Doesn’t anyone use static web pages anymore? I was playing around with some code, just doing a quick prototype of an app for my Coding4Fun column and (inspired by the cool and useful PAINT tool) I decided to create an app that would check for changes to a website and give you a little quick-launch menu of updated sites on your system tray (who couldn’t use one more icon there?). I thought it would be cool to show how to use the HTTP If-Modified-Since request header combined with the Last-Modified response header to show how quick and easy it is to check for new content using the System.Net classes. Well, the code works fine, it is the web that is broken 😉
Every site I tried this on (Penny Arcade, PVP Online, even MSDN) happens to be a dynamic page (php, asp, aspx, whatever), so there is either no Last Modified header and the web server always says it has been modified (when it hasn’t) or there is a Last Modified header but it is always equal to the date/time of your request. Either way, you can’t use those headers to check if a site has been updated. Fine and dandy, I’m already losing interest in this as a sample for my column but I still want to finish it; so I figure that a quick hash of the HTML will accomplish the same thing. Save the hash and compare it against a hash of the new HTML later, and we’ll be set. Nope, no go. If there is a single bit of HTML on the page that is dynamic (such as the page request time being embedded into the HTML somewhere) then, of course, the hash will change and I’ll think the page has been updated.

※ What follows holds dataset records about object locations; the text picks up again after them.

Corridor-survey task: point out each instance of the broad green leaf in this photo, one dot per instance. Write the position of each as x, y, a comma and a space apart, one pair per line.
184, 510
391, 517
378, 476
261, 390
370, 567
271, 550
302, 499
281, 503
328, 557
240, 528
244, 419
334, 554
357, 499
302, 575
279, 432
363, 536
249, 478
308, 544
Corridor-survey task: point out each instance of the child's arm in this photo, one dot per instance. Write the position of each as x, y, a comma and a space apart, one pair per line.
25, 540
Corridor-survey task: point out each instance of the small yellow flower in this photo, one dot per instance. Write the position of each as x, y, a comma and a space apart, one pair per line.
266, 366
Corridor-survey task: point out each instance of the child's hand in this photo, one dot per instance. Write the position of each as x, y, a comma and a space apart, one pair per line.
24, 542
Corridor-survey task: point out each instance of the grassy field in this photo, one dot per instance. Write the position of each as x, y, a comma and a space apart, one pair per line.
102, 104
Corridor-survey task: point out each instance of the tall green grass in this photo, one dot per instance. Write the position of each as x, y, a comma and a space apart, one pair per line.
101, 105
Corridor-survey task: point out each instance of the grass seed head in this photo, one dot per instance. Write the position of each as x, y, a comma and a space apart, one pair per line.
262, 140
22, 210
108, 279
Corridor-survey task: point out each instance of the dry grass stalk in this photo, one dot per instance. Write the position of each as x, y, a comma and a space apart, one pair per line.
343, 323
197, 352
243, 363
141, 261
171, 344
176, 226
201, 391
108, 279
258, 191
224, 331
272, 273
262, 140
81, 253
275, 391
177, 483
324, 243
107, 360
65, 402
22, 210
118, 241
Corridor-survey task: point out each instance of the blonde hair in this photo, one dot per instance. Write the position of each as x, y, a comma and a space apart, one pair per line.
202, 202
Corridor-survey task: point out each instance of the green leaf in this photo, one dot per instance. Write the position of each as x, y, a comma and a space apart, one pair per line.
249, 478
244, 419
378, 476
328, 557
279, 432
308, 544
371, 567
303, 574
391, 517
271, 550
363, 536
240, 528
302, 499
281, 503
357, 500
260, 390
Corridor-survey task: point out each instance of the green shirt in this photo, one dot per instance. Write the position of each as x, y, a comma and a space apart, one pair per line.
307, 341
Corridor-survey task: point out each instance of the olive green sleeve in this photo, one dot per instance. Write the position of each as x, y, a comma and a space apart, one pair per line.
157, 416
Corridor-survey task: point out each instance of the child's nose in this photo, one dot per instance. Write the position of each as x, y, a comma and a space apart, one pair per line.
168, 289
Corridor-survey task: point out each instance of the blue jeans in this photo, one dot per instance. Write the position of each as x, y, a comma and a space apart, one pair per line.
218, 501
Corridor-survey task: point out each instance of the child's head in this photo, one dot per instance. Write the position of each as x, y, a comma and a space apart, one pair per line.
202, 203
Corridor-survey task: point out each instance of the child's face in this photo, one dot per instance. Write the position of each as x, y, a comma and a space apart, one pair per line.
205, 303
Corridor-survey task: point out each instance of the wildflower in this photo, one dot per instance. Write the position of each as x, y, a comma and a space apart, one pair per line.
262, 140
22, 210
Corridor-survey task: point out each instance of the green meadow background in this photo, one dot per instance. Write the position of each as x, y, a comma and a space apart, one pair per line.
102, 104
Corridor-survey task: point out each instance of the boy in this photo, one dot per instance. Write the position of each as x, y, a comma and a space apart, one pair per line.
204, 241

I realize that by carefully scraping the page you could certainly get around these problems, but my two goals had been:
- to show how to use the headers to avoid having to even look at the response body (the HTML in this case) and
- to create a general purpose utility that would work with most websites.
On to the next idea!
Oh, and if you are wondering how that PAINT tool handles this? They check a special (likely static!) file on the web site that is automatically updated when the page is changed. That is a perfectly good solution if you are dealing with a single site, but it doesn’t really help me with the general case. And, if you are going to spit out a file that helps people (and their tools) know when your page has changed… why not just a RSS feed with links back to your page so that the advertisers are still getting all their hits?